La famiglia di Sharona Katan

«Tanto per fugare ogni dubbio: io sono per la pace. Scrivendo questo non cerco di giustificare nulla”, ha spiegato nelle prime righe. «Esattamente 83 anni fa, a Baghdad, le rivolte antiebraiche si trasformarono nel più grande pogrom della storia irachena del XX secolo», ha poi ricostruito la vicenda che toccò da vicino il padre, «per due giorni, il quartiere ebraico fu sistematicamente attaccato . L’assalto si chiamava Farhud. Anche in questo caso centinaia di persone sono state uccise o violentate: né l’età né il sesso sono stati risparmiati”. Lì viveva il padre: «Mio padre ha vissuto tutto questo. All’epoca aveva otto anni e faceva parte di una comunità ebraica di 120.000 persone che faceva parte della cultura irachena da almeno 2.000 anni. A Baghdad vivevano circa 90.000 ebrei, allora un terzo della popolazione della città. Oggi, 77 anni dopo, sembra che siano rimasti solo una manciata di ebrei in tutto l’Iraq. Oggi in Israele, invece, ci sono 600.000 ebrei di origine irachena”. Katan prosegue ricordando che «nello stesso periodo si sono verificati disordini antiebraici anche in altre parti del Medio Oriente, tra cui Yemen ed Egitto». E ha poi ricordato che il sentimento di odio verso gli ebrei è sempre stato diffuso nel resto del mondo: «Un desiderio infinito, già da molto prima della fondazione di Israele, di eliminare gli ebrei dal luogo in cui vivono – una fame che è sempre esistito in Medio Oriente così come in Europa.

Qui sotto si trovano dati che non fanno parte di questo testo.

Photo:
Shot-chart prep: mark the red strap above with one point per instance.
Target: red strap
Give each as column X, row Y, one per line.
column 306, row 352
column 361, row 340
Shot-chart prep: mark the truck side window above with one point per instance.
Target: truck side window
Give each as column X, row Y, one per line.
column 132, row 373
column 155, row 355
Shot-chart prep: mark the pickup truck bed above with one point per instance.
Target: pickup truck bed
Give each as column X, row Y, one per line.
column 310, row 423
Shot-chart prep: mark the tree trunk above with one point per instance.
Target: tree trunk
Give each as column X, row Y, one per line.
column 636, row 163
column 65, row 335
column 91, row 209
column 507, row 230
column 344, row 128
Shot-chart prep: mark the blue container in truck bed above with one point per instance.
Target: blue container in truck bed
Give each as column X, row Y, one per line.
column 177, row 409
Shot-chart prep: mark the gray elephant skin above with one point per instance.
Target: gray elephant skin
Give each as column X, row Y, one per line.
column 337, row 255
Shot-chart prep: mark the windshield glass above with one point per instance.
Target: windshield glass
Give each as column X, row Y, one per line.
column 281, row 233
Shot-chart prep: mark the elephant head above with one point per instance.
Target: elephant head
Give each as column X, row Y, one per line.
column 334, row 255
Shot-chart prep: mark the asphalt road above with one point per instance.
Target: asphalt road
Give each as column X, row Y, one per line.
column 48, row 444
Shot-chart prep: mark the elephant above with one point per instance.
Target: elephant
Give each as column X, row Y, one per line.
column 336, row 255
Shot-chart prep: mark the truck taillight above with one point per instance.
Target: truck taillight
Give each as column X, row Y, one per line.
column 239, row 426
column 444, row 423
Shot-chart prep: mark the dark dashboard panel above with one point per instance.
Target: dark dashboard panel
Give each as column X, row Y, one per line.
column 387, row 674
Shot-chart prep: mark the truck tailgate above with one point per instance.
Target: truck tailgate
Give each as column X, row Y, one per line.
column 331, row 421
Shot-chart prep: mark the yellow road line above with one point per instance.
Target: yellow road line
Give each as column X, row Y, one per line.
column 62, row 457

In Europa, dopo l’Olocausto, l’antisemitismo si è attenuato, ma anche lì l’antisemitismo sta ricominciando a crescere”.

«Non rinuncio a dichiararmi ebreo israeliano»

Katan spiega cosa ha significato per la sua famiglia, e poi per lei, avere un Paese che le permettesse di vivere la sua religione liberamente, senza doversi nascondere. «Mio padre è nato dhimmi (cittadino di seconda classe) in Iraq a causa della sua fede e io sono nato israeliano: quindi, al di là delle critiche che potrei muovere al comportamento di Israele come Stato, nulla potrà cambiare il fatto che la sua esistenza sia mi garantì il diritto di essere ebreo e libero”, ha aggiunto, ricordando la fuga del padre, “l’infanzia dei miei genitori è stata molto diversa. Quando mio padre fuggì dall’Iraq, attraversò il deserto da solo, senza averi, a soli 14 anni, ed entrò in Israele, con nient’altro che la speranza di essere libero dalle persecuzioni. Stava fuggendo da una vita in cui agli ebrei era vietato avere passaporti, veniva imposto il coprifuoco, le loro case e i loro beni venivano sequestrati e un ebreo veniva addirittura impiccato in una piazza cittadina.’ Katan si rivolge poi a tutte le vittime innocenti del conflitto: «Non posso tollerare l’uccisione di civili in questa guerra. Il mio pensiero è rivolto a tutte le vittime innocenti di questo lungo conflitto”. E si dice convinta che occorra trovare “nuove vie di dialogo” tra la comunità ebraica e le comunità arabe, ma è diffidente nei confronti di chi, per solidarizzare con il popolo palestinese, chiede di prendere le distanze dalle proprie origini , dal loro paese: “Vedo solo una demonizzazione di tutto ciò che è israeliano ed ebraico. Una campagna disgustosa per costringere tutti gli ebrei fuori Israele a proclamarsi anti-israeliani se vogliono rimanere accettabili agli occhi del pubblico”. E conclude: «È una prova di purezza politica che mi impone di rinunciare a questo piccolo Paese, più piccolo del Galles, che ci ha salvato. Non vedo come questo approccio possa portare a un tentativo di armonia”.